Her eyes did not waver from his.
“Are you?” he asked. “A thief and a murderer, I mean?”
“No, your grace.”
“Neither?”
“No, your grace.”
“And yet your cousin’s most costly jewels were found in the trunk that you were to have taken with you had you succeeded in leaving as planned.”
“Yes, your grace.”
“And there was a death.”
“Yes, your grace.”
“You fled,” he said, “when your cousin caught you in the act of committing the murder—to London, with nothing but the clothes you were wearing. A blue silk evening gown and gray cloak. And in London you hid and survived in any way you could.”
“Yes, your grace.”
“But you did not steal there?” he said. “Or even beg?”
“No.”
“You sold only what was yours to sell.”
“Yes.”
He came around the desk and crossed the room to stand a few feet in front of her.
“Will you tell me your story?” he asked. “We might be here all day if I have to ask questions and have monosyllables for answer.”
She continued to stare at him.
“Why not?” he asked.
“I will not be believed,” she said. “When all this is told in a court of law, Lord Brocklehurst will tell the version he has told you, and he will be believed, as you believe him. He is a man and a baron. I am a woman and a governess—and a whore. It is not worth my while to waste my breath.”
“I have learned nothing from Brocklehurst,” he said. “All I know, I have learned independently. I heard him call you
Isabella. You yourself called your former home ‘Her—.’ I sent Houghton to Heron House to find out what he could about an Isabella.”
“Why?” The word was whispered.
He shrugged. “Because your past has always been shrouded in mystery,” he said. “Because I knew, unfortunately too late, that only extreme circumstances could have forced you into becoming what you became in London in my company. Because I saw the terror in your face when you first set eyes on Brocklehurst in my drawing room. Because both of you clearly lied about the degree of your acquaintance. Because I care.”
“Perhaps it is as well,” she said. “You have tried to make a liar and a thief and a murderer into your mistress.”

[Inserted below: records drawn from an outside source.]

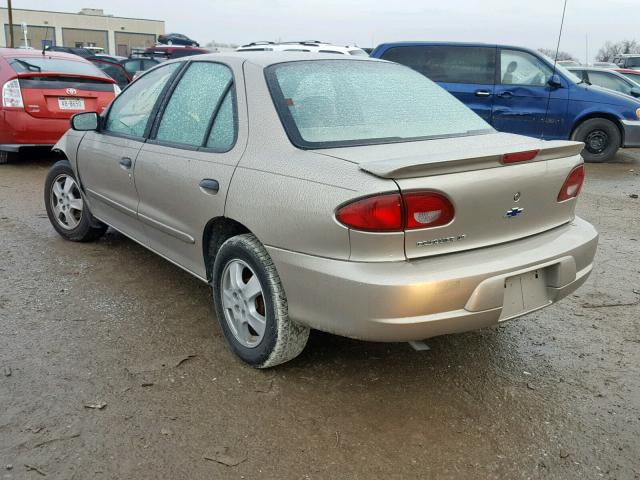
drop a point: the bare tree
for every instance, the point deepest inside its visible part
(552, 53)
(610, 49)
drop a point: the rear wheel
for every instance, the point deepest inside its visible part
(601, 137)
(251, 305)
(66, 209)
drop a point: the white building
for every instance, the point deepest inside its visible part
(87, 28)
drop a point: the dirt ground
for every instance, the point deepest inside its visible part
(555, 394)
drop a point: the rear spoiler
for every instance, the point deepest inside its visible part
(65, 75)
(453, 162)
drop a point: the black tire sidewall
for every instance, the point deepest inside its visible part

“Is that what you believe of me, Fleur?” he asked.
“Yes,” she said.
“Even though I sent you to bed rather than accompany you to your room that night for fear I would not be able to let you go?” he said. “Even though I have not come near you since, except to apologize?” He passed a hand over his brow and sighed. “Come and sit down.”
“No,” she said.
“Fleur,” he said, “will you turn around and open the door?”
She looked at him warily and did so.
“Close it again,” he said. “What did you see?”
“The footman who let me in here,” she said.
“Do you know him?” he asked.
“Yes,” she said. “He is Jeremy.”
“Do you know him well? Do you like him?”
“He is always friendly and courteous,” she said.
“He is to stand there,” he said, “until you emerge or until he is summoned or until I send him away. If you were to scream, he would rush in here to your rescue. Come and sit down.”
She preceded him straight-backed to two upright chairs
close to the window and sat down on one. She folded her hands in her lap.
“The man who died was your cousin’s valet?” he said, taking the other chair. But he did not wait for her answer. “Did you have anything at all to do with his death?”
“Yes,” she said. “I killed him.”
“But you do not call yourself a murderer,” he said. “Why not?”
“He was a great strong man,” she said. “He was going to hold me while Matthew ravished me. I pushed him as he came up behind me. He must have been off-balance, as we were very close to the hearth. He fell and hit his head.”
“And died?”
“Yes,” she said. “He died instantly.”
“Had your cousin expressed his intent?” he asked.
“He said that before I left the house again no other man would ever want me,” she said. “I believe I was screaming and fighting. I saw him nod to Hobson.”